Growing consumer demand within China, coupled with declining demand for Chinese goods in the West could affect container traffic says MDS Transmodal.
“The impact on the import/export balance of container traffic is dramatic,” says Mike Garratt of MDS Transmodal. “In Q2 2008 there were only 56 tonnes of Chinese imports for every 100 tonnes exported. One year later, that figure has grown to 80 tonnes. If that trend continues, container lines will have to seriously address their strategies.”
Chinese exports drive the overall demand for global shipping capacity, notes Garratt. “Here the picture is bleak.
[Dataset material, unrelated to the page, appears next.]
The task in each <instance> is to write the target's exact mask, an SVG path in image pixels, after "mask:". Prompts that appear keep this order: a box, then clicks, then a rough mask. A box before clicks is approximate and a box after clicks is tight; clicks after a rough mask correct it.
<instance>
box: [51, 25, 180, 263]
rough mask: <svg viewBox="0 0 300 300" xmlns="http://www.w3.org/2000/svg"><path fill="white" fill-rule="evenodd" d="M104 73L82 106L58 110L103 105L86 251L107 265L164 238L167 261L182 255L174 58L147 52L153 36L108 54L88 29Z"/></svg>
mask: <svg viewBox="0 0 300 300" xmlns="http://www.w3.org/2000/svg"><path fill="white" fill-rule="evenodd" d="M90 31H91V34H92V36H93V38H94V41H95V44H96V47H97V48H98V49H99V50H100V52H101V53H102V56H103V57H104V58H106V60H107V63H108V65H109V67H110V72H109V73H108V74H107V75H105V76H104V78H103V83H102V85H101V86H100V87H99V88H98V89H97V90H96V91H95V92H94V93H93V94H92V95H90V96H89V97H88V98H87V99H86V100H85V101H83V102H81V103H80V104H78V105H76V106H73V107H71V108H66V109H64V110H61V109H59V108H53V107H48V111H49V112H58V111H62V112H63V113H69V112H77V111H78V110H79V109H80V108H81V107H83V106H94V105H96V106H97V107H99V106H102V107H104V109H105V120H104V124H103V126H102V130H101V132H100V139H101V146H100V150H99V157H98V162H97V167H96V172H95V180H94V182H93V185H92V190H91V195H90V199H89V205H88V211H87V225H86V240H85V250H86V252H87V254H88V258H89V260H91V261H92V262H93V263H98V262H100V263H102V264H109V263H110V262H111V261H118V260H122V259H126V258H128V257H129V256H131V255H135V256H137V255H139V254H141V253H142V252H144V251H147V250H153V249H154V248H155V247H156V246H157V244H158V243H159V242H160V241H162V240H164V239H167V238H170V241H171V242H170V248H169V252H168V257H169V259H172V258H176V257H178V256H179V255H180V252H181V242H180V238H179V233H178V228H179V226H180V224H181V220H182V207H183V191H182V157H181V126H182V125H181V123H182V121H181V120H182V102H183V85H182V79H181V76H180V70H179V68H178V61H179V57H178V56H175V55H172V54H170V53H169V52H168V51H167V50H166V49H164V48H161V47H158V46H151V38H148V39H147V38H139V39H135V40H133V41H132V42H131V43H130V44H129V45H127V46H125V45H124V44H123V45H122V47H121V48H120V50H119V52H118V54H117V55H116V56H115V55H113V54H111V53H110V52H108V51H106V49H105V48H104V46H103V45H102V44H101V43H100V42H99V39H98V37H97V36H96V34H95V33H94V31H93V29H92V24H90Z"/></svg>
A year-on-year fall of 23% for Q1 2009 has been followed by a 22% decline in Q2 2009. The best that can be said is the decline has been arrested. Q2 2009 results are 24% lower than in Q3 2008, the peak quarter of all time.”
The decline in the ability of the West to consume Chinese goods is widespread, base on an analysis of the destination of Chinese exports. Ranking destination countries by their container tonnages received in 2008, growth cannot be found for Q2 2009 until China’s 22nd ranked export destination is reached (Saudi Arabia).
Based on second-quarter Chinese trade data, coupled with the announcement that US GDP continued to fall over the same period leads MDS Transmodal to conclude, “Our analysis of the trade data provides tangible evidence of a restructuring of the economies of the Far East and the Western world.” Garratt continues, “China, and probably the rest of the Far East except Japan, is sucking in the exports it needs to support its domestic economy that continues to expand–without needing to export in the same quantities it used to.”